C is for... Carrionites

An incredibly ancient race, who derived their power from words rather than numbers. Embarking on a war with another powerful race which threatened the nascent universe, the Eternals stepped in and banished them to the realm of the Deep Darkness.
A trio of Carrionites escaped and found their way to London in the late 16th Century. They had with them a crystal sphere in which their race were imprisoned. They took on humanoid female form, adopting the names Lilith, Doomfinger and Bloodtide. Maintaining this form took a lot of energy, and so they appeared as wizened old women. The younger of the three - Lilith - was also the strongest, and she was able to retain the appearance of a beautiful woman for much of the time. To the locals of the period they would be seen as witches, and their word-science would have sounded like witchcraft.
They were able to influence people's minds so long as they had a piece of their genetic material to work with. A few strands of hair would do, attaching them to a crude facsimile of their victim to create a DNA replication module.
They thrived on blood, and Lilith would ensnare young men on whom they would feed.
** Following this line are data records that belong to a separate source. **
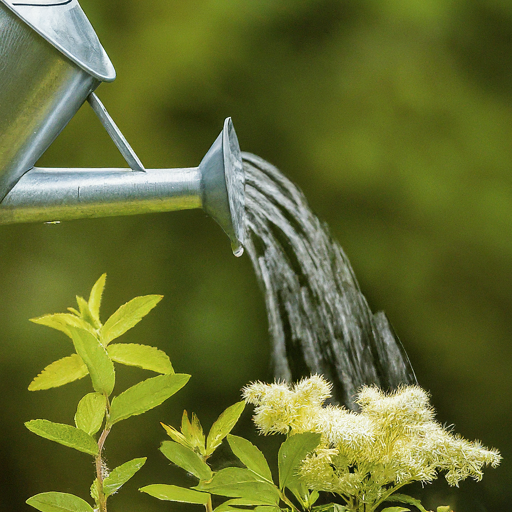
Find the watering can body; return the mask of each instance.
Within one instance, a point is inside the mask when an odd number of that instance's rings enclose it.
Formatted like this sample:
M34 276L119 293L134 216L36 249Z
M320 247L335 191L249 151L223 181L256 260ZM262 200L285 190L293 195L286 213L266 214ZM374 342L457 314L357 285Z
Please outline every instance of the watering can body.
M115 78L78 2L58 4L0 0L0 200Z
M228 118L198 167L146 170L94 94L115 70L78 0L0 0L0 224L203 208L240 254L244 175ZM89 100L130 169L38 169Z

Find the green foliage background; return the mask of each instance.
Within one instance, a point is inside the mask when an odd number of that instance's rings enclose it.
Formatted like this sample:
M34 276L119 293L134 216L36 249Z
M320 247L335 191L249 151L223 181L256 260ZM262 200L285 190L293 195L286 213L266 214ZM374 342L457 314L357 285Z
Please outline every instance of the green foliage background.
M439 418L501 449L502 466L481 484L418 488L425 504L509 509L512 3L82 7L118 73L98 95L144 164L197 165L232 116L242 149L276 164L329 223L372 307L385 310L401 336ZM124 166L88 106L39 164ZM107 315L135 295L165 295L127 341L161 347L177 372L192 374L180 394L109 438L111 466L150 457L135 485L180 474L157 451L159 421L176 425L187 408L208 427L244 384L270 378L266 314L249 259L232 257L201 211L0 232L0 511L26 510L25 499L43 490L87 497L88 459L23 428L35 417L70 422L88 386L84 379L44 397L26 391L69 351L63 335L28 319L63 311L103 272ZM132 486L111 507L166 505Z

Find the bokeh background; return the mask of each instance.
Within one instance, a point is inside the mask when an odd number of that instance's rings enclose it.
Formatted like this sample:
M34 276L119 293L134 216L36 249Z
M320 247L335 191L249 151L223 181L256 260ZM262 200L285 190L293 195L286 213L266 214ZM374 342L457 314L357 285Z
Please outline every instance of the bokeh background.
M512 506L512 3L509 0L83 0L118 78L98 95L147 167L195 166L232 116L243 150L305 192L385 310L442 422L498 447L479 484L417 487L457 512ZM88 106L40 165L122 167ZM199 210L0 228L0 510L47 490L88 495L86 455L37 438L70 423L87 379L30 393L70 353L28 322L74 305L107 272L103 318L165 299L126 341L192 374L165 405L120 423L111 467L143 455L112 511L186 510L136 491L184 483L157 447L184 408L209 427L269 379L263 298L247 256ZM119 370L119 385L142 371ZM246 412L239 434L251 432ZM261 446L275 446L259 439ZM225 454L229 457L229 453ZM181 480L180 480L181 479Z

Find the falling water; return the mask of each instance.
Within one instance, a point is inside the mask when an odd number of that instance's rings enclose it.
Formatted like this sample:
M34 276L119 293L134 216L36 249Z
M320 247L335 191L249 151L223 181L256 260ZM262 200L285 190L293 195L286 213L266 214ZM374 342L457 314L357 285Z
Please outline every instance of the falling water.
M320 373L354 407L363 384L415 383L384 313L373 314L342 248L278 169L243 153L246 248L265 293L277 378Z

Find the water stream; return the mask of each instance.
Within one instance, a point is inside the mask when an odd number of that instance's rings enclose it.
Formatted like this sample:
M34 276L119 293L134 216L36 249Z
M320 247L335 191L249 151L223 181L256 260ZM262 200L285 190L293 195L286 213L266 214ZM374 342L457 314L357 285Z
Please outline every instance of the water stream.
M275 376L320 373L348 407L363 384L416 383L385 314L372 313L345 253L303 193L265 160L242 156L246 248L265 294Z

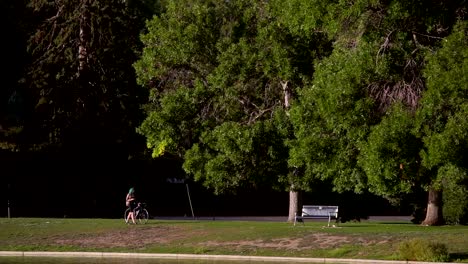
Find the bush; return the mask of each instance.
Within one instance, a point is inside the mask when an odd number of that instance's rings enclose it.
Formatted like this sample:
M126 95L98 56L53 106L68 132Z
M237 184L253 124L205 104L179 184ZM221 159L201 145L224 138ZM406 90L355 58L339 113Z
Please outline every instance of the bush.
M447 224L467 224L468 195L465 186L446 188L443 194L443 215Z
M399 247L400 258L413 261L447 262L449 254L442 243L422 239L404 241Z
M443 189L442 213L447 224L466 224L468 220L468 173L455 165L439 169Z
They planned to free the rest of their kind from the Deep Darkness by exploiting the words of the playwright William Shakespeare, preying on the emotions he felt at the loss of his son. They first made the architect Peter Streete design the Globe Theatre with 14 sides - reflecting their home planetary system of Rexel 4. They then set about influencing Shakespeare to write a play - "Love's Labours Won" - which would contain the words needed to unlock the prison in which the rest of the Carrionites were held. When the Master of Revels threatened to stop the play being performed, Lilith stole a lock of his hair, attached it to one of their DNA replication modules and immersed it in a barrel of water - causing him to drown on dry land.
Peter Streete was driven mad by his contact with them, and they killed him in Bedlam to stop him helping the Doctor, Martha and Shakespeare - causing his heart to stop. When the Doctor identified their species, he used the power of their name to attack them. Knowing he posed a threat to their plans, Lilith stopped his heart - not realising he was a Time Lord and so carried a spare.
The play was staged at the Globe, and at the climax the cast said the lines that had been inserted. Carrionites started to materialise in their true form - large skeletal raven-like creatures.
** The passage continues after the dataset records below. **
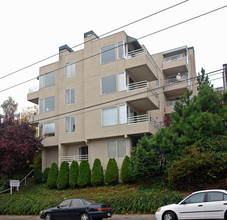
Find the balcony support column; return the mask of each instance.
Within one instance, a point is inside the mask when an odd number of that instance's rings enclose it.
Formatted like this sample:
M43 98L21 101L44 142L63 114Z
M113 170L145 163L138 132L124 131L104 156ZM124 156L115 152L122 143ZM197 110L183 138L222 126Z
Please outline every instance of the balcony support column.
M58 144L58 166L61 166L61 156L66 156L65 146L62 144Z

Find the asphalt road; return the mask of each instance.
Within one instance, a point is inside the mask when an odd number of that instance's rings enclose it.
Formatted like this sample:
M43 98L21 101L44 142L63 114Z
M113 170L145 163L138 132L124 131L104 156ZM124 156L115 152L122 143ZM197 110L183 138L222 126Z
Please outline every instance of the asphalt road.
M155 220L154 215L113 215L109 220ZM0 220L41 220L39 216L0 215Z

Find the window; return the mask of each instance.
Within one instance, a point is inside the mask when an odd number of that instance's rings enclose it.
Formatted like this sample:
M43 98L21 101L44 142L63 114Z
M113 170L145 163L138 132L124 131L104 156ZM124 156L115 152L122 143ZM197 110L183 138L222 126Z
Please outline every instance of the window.
M55 72L50 72L39 76L39 88L53 86L55 84Z
M65 90L65 104L71 105L75 104L75 89L67 89Z
M65 200L59 206L60 207L69 207L70 203L71 203L71 200Z
M126 90L126 74L125 73L119 73L118 74L118 91L124 91Z
M204 202L204 195L205 193L198 193L198 194L192 195L184 201L184 204Z
M126 140L107 142L108 158L120 158L126 156Z
M44 112L54 111L55 98L54 96L44 99Z
M125 104L119 106L119 122L120 124L127 123L127 106Z
M43 127L44 127L43 135L45 137L55 136L55 123L53 122L47 123L47 124L44 124Z
M73 199L71 207L80 207L83 206L83 202L80 199Z
M76 128L75 116L65 118L65 132L71 133L74 132Z
M125 57L125 45L124 42L118 42L117 44L117 55L118 59L123 59Z
M102 78L102 95L114 93L117 90L116 75Z
M102 109L102 126L117 124L117 107Z
M43 99L39 99L39 113L43 113Z
M111 44L101 48L101 64L110 63L116 60L115 57L115 45Z
M70 78L75 76L76 72L76 63L75 61L66 63L65 65L65 78Z
M224 200L224 194L221 192L208 192L207 194L208 202L223 201L223 200Z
The Doctor had Shakespeare create new words to use against them, with Martha throwing in a final "Expelliarmus!" from J K Rowling, to cast them all back into the crystal sphere and the Deep Darkness. The Doctor took the sphere and kept it locked away in a locker in the TARDIS.

Played by: Christina Cole (Lilith), Amanda Lawrence (Doomfinger), and Linda Clark (Bloodtide). Appearances: The Shakespeare Code (2007).
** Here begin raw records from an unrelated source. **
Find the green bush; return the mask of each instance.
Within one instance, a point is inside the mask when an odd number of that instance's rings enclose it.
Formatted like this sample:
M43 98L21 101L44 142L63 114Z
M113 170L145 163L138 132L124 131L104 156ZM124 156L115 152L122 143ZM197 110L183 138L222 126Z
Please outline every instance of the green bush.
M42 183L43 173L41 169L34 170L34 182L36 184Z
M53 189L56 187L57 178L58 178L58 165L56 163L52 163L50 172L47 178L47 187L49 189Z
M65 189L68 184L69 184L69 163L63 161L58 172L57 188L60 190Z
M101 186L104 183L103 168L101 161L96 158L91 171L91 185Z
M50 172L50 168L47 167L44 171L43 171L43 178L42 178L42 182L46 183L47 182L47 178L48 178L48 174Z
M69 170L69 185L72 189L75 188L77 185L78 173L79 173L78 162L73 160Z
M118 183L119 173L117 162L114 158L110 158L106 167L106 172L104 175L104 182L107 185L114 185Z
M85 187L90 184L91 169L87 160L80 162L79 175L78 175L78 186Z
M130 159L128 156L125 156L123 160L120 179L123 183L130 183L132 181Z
  • The Carrionite sphere is seen again in The Unicorn and the Wasp (by the same author - Gareth Roberts) where it is being held in a locker containing things beginning with the letter 'C'.
  • Prior to this Christina Cole was best known for playing another witch character, in the TV series Hex.
  • The story is full of Shakespeare in-jokes. The three Carrionites are obviously based on Macbeth's Three Weird Sisters.
  • The name derives from carrion - the decaying flesh of dead animals - and the birds which feed upon it, such as ravens and crows, which influence the design of their natural forms.